The Westinghouse company's bankruptcy filing underscores that the entire range of criticism that was levelled by the Left in our country against the Indo-US nuclear deal has been proven right. The people who were lionised by the Indian media for negotiating the deal have gone into hiding. There is a saying that success has many fathers, while failure is an orphan.
Fundamentally, what went wrong was that a decision was taken by the Indian ruling elites without due deliberation or national debate to accept the offer made by the US to conclude a nuclear deal with India. President George W. Bush surprised our then PM Mnmohan Singh with the stunning proposal when they met in the White House in 2005. We impromptu accepted the proposal. Whereas the objectives of such a deal ought to have been examined first, the decision to conclude the deal somehow became the priority. That decision, in turn, was predicated on the conviction that India and the US were ‘natural allies'.
The strange concept of ‘natural allies' was the brainwave of the Bharatiya Janata Party Government led by Atal Behari Vajpayee. But the Congress Party was only too happy to adopt it. It is only we Indians who regard folks in another country as ‘natural allies'. Not even the Anglo-Saxon countries say such absurdities about each other.
The breakdown of the US-India nuclear deal exposes a comprador mentality. The mother of all ironies was that the greedy Americans extracted out of us an additional promise as well that we would import reactors exclusively from their vendors to manufacture 20,000 MW of power. In sum, we promised to be a captive market for their vendors in the downstream of the nuclear deal. Now their vendor is pulling down shutters and claiming bankruptcy. This must be God's wrath.
Then, apparently to justify the deal to the US Congress, Washington enacted a legislation known as Hyde Act, which virtually outlined India's future foreign-policy trajectory—specifically, that Indians are good guys because they are agreeable to stymie their relations with Iran. We simply began mothballing the Iran-India gas pipeline project.
In retrospect, what are the gains of the nuclear deal? For the Americans, it opened the door for lucrative arms exports to India. They have done exceedingly well. The US is now the number one vendor of weapons to our country. But what have we got? Has there been any global recognition of India as a nuclear weapon state? Do we have access to cutting edge reprocessing technology? Have we generated even 1 MW of power additionally, thanks to the nuclear deal? Our government's claim that the nuclear deal was necessary to ensure India's energy security turns out to be baloney. (China will smirk if we still maintain energy security is what drives us to seek membership of the Nuclear Suppliers Group.)
In political terms, too, the parting of ways between the Congress and the Left in 2008 proved a watershed event in Indian politics. The Congress party's renewed mandate in the 2009 poll became a Phyrrhic victory insofar as without the Left's moderating influence, UPA-II took to neo-liberalism with gusto and the scams that followed inevitably became its legacy, spelling doom for Congress in the 2014 elections, from which the party is finding it difficult to stage recovery. The ascendancy of Right-wing politics ensued.

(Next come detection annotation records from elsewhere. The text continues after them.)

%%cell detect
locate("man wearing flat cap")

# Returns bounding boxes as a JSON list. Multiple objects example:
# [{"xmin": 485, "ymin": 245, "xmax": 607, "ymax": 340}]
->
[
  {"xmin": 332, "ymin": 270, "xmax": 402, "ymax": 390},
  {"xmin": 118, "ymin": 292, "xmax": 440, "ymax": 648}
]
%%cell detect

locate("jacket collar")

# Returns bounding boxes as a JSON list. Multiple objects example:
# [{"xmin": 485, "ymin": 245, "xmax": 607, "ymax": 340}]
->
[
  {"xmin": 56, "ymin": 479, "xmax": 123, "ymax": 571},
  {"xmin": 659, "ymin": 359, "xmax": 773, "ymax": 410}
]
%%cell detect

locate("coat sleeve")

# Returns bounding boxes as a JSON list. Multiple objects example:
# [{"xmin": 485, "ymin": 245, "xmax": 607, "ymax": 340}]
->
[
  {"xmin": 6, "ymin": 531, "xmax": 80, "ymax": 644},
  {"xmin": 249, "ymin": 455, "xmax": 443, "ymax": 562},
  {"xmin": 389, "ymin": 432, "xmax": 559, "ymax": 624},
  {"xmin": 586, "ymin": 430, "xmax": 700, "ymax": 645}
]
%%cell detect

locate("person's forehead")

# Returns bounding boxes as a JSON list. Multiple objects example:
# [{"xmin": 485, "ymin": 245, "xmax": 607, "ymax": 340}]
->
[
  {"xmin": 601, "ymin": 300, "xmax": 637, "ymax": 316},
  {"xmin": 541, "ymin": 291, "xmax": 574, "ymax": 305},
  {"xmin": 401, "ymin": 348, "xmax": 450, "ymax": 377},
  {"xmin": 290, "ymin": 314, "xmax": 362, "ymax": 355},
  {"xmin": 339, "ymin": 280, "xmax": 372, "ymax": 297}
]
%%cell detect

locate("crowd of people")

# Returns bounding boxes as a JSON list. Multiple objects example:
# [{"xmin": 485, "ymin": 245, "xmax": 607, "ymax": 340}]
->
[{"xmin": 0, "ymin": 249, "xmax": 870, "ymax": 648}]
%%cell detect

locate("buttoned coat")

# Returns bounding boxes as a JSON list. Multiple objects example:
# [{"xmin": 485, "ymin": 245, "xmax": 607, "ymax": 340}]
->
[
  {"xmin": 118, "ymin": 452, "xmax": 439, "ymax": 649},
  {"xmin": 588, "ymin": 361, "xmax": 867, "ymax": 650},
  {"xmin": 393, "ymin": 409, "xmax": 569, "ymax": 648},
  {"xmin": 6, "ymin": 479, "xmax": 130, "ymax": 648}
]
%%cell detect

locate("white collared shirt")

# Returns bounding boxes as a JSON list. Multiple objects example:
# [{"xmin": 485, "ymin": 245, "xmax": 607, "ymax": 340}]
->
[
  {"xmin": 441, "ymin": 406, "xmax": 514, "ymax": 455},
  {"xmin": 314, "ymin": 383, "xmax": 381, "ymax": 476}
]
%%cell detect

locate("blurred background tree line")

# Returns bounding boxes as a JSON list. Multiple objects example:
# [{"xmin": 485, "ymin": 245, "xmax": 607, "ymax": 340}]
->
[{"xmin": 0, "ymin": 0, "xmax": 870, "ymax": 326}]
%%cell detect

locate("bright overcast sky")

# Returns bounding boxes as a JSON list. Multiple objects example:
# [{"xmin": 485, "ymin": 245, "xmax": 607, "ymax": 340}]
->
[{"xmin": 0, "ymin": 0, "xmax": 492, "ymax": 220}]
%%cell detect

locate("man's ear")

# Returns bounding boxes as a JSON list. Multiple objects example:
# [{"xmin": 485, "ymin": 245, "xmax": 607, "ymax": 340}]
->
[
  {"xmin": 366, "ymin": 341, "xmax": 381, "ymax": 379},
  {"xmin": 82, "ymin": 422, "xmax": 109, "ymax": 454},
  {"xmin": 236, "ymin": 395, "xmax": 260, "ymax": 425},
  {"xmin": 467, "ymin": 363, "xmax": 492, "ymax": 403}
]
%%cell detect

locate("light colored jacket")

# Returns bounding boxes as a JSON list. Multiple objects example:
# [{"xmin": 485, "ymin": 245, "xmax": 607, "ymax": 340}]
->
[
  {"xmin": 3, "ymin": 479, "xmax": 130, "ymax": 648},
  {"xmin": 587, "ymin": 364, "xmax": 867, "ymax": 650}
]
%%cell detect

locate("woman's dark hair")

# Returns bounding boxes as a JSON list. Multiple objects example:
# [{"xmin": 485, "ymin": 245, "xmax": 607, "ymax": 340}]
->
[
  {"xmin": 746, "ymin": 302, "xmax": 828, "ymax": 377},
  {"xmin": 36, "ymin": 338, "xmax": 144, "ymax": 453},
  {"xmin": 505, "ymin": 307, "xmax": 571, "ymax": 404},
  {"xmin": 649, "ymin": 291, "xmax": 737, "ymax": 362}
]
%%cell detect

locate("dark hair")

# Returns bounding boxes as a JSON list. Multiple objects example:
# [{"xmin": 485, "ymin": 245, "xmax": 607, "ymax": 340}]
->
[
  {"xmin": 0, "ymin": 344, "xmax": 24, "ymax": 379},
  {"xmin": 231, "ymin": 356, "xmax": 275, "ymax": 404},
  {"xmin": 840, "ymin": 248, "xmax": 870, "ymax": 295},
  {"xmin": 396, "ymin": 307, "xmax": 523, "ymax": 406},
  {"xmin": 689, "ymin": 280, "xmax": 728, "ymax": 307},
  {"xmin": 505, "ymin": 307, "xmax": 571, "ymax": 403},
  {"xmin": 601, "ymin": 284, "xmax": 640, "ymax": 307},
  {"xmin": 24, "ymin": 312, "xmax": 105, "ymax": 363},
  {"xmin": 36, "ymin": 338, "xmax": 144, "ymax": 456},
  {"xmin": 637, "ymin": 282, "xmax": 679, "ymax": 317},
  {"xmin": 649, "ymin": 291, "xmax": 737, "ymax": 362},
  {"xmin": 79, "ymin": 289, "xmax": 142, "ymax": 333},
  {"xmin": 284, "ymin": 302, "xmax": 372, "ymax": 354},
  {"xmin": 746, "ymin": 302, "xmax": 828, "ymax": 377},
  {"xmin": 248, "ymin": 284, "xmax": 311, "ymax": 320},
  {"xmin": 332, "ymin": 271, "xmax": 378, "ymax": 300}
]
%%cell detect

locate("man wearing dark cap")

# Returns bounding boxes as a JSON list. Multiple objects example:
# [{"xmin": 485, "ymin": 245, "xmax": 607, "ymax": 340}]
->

Some Indian papers have taken seriously the claim by the Westinghouse that it still intends to go ahead with setting up nuclear power plants in India. Let us hope that the government now doesn't offer a multi-billion dollar bailout to the Westinghouse! To be sure, it will be ‘anti-national' to touch Westinghouse even with a barge pole.
This is a moment for reality check. We should take a fresh look at nuclear energy. In the context of Kudankulam, robust public opinion had surfaced regarding the inadvisability of setting up nuclear power plants, but we smothered it.
The Fukushima disaster highlighted the grave dangers. Besides, new factors have appeared, necessitating a fresh cost-benefit analysis of the country's energy mix. The rapid progress in technology in other renewable energy sources such as wind and solar power, the sharp fall in oil prices and the expansion in gas projects as a viable and clean alternative are compelling factors. Simply put, nuclear power balance-sheet makes no sense today in the changed circumstances. In fact, the only guys selling reactors in the world of tomorrow might be the Russians and the Chinese. The geopolitics of nuclear commerce is phenomenally trans-forming.
The bottom-line is that the ideological foundation on which the nuclear deal was erected itself has become shaky with the ascendancy of Donald Trump as the US President. In Trump's scheme of ‘America First', there is simply no space for natural allies. This becomes a moment for the BJP and Congress to jointly organise the last rites of the India-US nuclear deal—amidst Vedic chants, of course.
Ambassador M.K. Bhadrakumar served as a career diplomat in the Indian Foreign Service for over 29 years, with postings including India's ambassador to Uzbekistan (1995-1998) and to Turkey (1998-2001).